AMD K10: Fusion/Llano
AMD's Fusion project came to fruition in July 2011, when the company released its first APUs, code-named "Llano." The design combined a large number of AMD's Radeon Stream Processors based on the TeraScale 2 architecture with the company's K10 CPU cores. The underlying concept was similar to AMD's Geode line, which hadn't been updated in years. But where the Geode was designed as a low-power/performance solution, Llano was meant to be a higher-performance product.
It was never meant to compete in the high-end, but the idea was to create a SKU that could give reasonable CPU and graphics performance all in one.
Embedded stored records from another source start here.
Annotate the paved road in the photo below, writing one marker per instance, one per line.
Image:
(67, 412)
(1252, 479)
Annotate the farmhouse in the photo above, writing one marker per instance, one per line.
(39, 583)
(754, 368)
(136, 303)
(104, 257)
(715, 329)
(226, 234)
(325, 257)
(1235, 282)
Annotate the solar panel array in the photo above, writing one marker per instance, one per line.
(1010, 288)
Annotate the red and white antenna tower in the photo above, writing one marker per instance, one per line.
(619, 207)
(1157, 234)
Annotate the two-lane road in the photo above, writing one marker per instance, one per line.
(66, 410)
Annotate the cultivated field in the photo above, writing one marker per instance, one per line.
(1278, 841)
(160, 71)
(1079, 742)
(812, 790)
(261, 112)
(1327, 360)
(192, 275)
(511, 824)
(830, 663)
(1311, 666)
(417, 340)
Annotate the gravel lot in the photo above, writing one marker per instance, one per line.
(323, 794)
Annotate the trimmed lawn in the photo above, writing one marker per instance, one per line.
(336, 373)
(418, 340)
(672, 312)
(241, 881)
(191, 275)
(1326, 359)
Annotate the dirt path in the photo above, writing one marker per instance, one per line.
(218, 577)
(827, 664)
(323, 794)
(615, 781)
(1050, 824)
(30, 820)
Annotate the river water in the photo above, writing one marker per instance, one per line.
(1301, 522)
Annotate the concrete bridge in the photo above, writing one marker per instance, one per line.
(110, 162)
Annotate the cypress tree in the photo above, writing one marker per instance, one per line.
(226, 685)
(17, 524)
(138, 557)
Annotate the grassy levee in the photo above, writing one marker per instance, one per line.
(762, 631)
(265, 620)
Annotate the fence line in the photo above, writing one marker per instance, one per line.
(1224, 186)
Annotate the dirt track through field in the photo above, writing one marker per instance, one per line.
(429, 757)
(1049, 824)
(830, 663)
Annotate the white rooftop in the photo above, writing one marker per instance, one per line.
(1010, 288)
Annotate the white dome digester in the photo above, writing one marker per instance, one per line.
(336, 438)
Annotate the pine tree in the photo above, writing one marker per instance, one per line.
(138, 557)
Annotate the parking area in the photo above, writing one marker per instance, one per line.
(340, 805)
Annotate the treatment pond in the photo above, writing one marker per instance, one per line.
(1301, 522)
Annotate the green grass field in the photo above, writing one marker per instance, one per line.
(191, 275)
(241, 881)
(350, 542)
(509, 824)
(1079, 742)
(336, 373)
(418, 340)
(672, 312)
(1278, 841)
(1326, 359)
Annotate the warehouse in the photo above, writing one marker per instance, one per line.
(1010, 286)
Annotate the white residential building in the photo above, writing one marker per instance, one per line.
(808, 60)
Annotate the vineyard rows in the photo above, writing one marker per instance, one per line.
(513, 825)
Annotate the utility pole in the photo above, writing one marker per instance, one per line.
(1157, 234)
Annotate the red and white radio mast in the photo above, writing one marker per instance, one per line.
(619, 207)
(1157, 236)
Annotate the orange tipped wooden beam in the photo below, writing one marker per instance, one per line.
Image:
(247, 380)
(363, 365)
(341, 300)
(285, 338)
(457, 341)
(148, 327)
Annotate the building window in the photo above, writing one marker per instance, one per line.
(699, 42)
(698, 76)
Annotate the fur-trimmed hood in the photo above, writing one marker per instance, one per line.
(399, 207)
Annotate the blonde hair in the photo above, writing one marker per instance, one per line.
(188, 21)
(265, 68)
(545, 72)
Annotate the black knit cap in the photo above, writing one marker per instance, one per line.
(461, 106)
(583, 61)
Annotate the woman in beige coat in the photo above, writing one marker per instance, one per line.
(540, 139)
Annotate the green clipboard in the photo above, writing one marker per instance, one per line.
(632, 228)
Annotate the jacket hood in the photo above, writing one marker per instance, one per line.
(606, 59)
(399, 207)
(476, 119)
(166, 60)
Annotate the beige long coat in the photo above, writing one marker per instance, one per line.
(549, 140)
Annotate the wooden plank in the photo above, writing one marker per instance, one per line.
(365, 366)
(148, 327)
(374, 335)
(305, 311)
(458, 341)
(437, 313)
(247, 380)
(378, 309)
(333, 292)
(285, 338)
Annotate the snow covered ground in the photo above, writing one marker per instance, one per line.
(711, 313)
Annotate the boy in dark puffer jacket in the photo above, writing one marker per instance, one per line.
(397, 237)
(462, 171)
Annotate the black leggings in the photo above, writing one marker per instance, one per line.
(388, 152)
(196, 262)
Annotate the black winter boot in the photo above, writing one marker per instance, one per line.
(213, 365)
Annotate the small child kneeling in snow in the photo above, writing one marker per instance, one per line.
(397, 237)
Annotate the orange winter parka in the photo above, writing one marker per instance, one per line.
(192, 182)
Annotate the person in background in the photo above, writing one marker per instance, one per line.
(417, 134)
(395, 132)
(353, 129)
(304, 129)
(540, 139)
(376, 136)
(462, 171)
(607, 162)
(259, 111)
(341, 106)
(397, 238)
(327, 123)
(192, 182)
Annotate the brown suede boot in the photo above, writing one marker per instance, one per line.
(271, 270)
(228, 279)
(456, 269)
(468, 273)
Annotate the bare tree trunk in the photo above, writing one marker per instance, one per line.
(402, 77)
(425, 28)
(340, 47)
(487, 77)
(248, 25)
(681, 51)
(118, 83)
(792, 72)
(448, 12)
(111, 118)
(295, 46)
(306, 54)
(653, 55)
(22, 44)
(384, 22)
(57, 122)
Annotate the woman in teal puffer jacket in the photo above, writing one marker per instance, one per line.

Llano suffered from a lack of L3 cache, and the iGPU was far too slow to keep most gamers happy, but for casual gamers that didn't mind lower graphics settings, it performed well enough.
AMD Llano
Code Name | Llano |
---|---|
Date | July 2011 |
Architecture | 64-bit |
Data Bus | 64-bit |
Address Bus | 64-bit |
Maximum Memory Support | 1 TB |
L1 Cache (Per Core) | 64 KB + 64 KB |
L2 Cache (Per Core) | 1 MB (Full Speed) |
L3 Cache (Shared) | None |
Clock Speed | 2.1 - 3 GHz |
Memory Controller | Dual-Channel DDR3-1866 |
Core Count | 2, 3, 4 |
SIMD | MMX, Enhanced 3DNow!, SSE, SSE2, SSE3, SSE4a |
Fab | 32 nm |
Transistor Count | 1,178 Million |
Power Consumption | 65 - 100 W |
Voltage | 0.45 - 1.4125 V |
Die Area | 227 mm² |
Socket | Socket FM1 |
iGPU | TeraScale 2 (Radeon HD 5000, rebranded as Radeon HD 6000) |
AMD Bobcat
To be more competitive with Intel's Atom and ARM's low-power microprocessors, AMD introduced its Bobcat architecture in 2011. Since Bobcat was designed to be efficient, it ran at fairly low clock speeds; the highest-performing model reached 1.75 GHz. Bobcat is technically an APU, and it contains an iGPU with 80 Stream Processors based on the TeraScale 2 architecture. The iGPU is clocked rather conservatively as well in order to keep power consumption low.
AMD Bobcat
Code Name | Desna, Ontario, Zacate |
---|---|
Date | 2011 |
Architecture | 64-bit |
Data Bus | 64-bit |
Address Bus | 64-bit |
Maximum Memory Support | 1 TB |
L1 Cache (Per Core) | 32 KB + 32 KB |
L2 Cache (Per Core) | 512 KB (Full Speed) |
L3 Cache (Shared) | None |
Clock Speed | 0.8 - 1.75 GHz |
Memory Controller | Single-Channel DDR3L-1333 |
Core Count | 1 - 2 |
SIMD | MMX, SSE, SSE2, SSE3, SSSE3, SSE4a, SSE4.1/4.2, AVX |
Fab | 40 nm |
Transistor Count | N/A |
Power Consumption | 4.5 - 18 W TDP |
Voltage | 0.5 - 1.4 V |
Die Area | 107 mm² |
Socket | AM1 |
iGPU Architecture | TeraScale 2 |
iGPU Shader Count | 80 |
AMD Bulldozer: Zambezi
In October 2011, AMD introduced the successor to its K10 architecture, code-named "Bulldozer." With Bulldozer, AMD attempted to use high core count and clock speed to outperform Intel's recently-released Sandy Bridge. The cost of this clock rate-focused design, however, was a marked drop in IPC compared to the K10 architecture, and the design has been plagued with problems. The first Bulldozer chip, code-named Zambezi, was not able to cleanly out-perform Thuban Phenom II X6 CPUs, let alone beat Sandy Bridge. Part of the problem came from the use of a Multi-Core Module (MCM) that contains two integer cores and one FPU. As the two integer execution units have to share the FPU, this can lead to stalls in the pipeline.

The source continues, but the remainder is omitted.